The Devourers by Indra Das

I know they say not to judge a book by its cover, but if you saw this staring out at you from a bookshelf, could you resist it?

DEVOURERS-cover.jpg

I do the majority of my reading on a tablet, but I almost gave in and bought a physical copy of The Devourers by Indra Das because this cover just speaks to me. The soft colors, the mysterious stranger among the plants, the fact that it looks sweet and beautiful from a distance, but as you get closer, you see the bones…

It’s fitting that I finally decided to read this book in October, because it’s definitely an eerie read suitable for the Halloween season.

The Devourers takes place in India and starts with a stranger approaching our narrator (a mild-mannered professor) and introducing himself as a half-werewolf. Alok, the narrator, is at once scared and intrigued, and thus begins their strange relationship.

The half-werewolf declines to give his name, but he hires Alok to transcribe a couple of scrolls that tell two stories — that of a werewolf, and that of a human woman. How they tie into the story of the nameless stranger becomes apparent as their tales unspool.

My opinion of this book swung wildly while I was reading it. On the one hand, the author has a real way with words and completely sucked me in. I repeatedly lost track of time while caught up in the prose. On the other hand, sometimes the characters say or do something so ridiculous that it feels almost like you’re reading shifter erotica — but without the erotic elements (although there is some of that eventually).

This book is definitely not going to be for everyone. The lightness of the cover belies a lot of darkness in the pages. There’s murder and rape and cannibalism. There’s a real sense of menace that can leave your breath caught in your throat.
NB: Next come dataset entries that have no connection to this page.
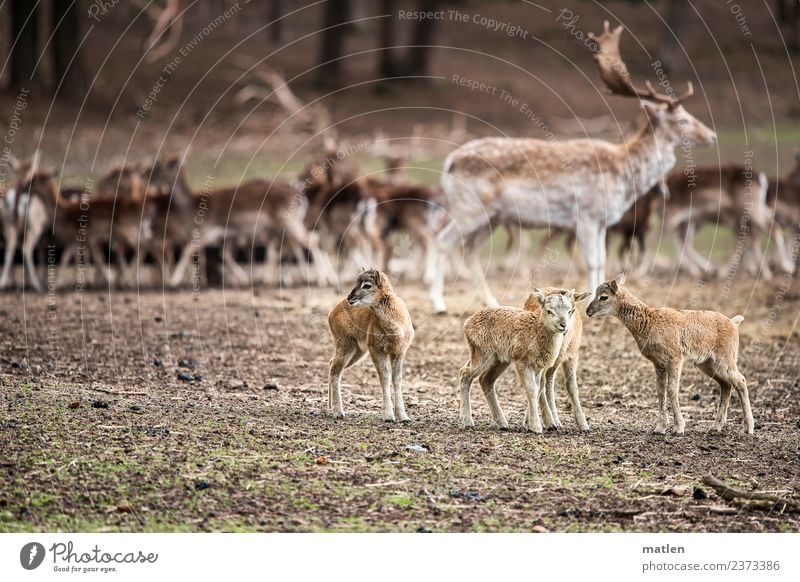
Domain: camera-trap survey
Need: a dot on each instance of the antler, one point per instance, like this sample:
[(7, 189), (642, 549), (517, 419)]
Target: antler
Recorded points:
[(273, 86), (616, 77), (170, 17)]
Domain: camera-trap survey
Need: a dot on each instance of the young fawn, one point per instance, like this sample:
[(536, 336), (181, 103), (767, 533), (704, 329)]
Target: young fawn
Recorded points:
[(668, 336), (567, 360), (498, 336), (372, 319)]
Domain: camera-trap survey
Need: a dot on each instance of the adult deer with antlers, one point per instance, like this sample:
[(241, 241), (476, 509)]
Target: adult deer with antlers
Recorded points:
[(581, 185)]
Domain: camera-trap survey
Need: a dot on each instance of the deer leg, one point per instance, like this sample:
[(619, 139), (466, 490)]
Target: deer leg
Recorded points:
[(472, 250), (530, 380), (740, 384), (269, 274), (397, 384), (781, 250), (549, 414), (477, 365), (99, 261), (10, 235), (344, 357), (673, 385), (30, 239), (661, 390), (63, 264), (646, 251), (230, 261), (383, 366), (487, 382), (183, 264), (592, 242)]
I’m honestly surprised this book didn’t give me nightmares — though it’s a testament to how well written it is that while I was worried about it plaguing my dreams, I couldn’t stop reading it before bed.

Despite some misgivings, and despite the fact that I can’t recommend it to everyone, I over all enjoyed my reading of this book.

Pros: Lyrical writing, queer protagonists, a setting not normally seen in SF/F novels (modern and historic India).

Cons: Graphic violence, rape, a few over-the-top concepts.

Final verdict: Best enjoyed on a rainy October day with a hot cup of chai.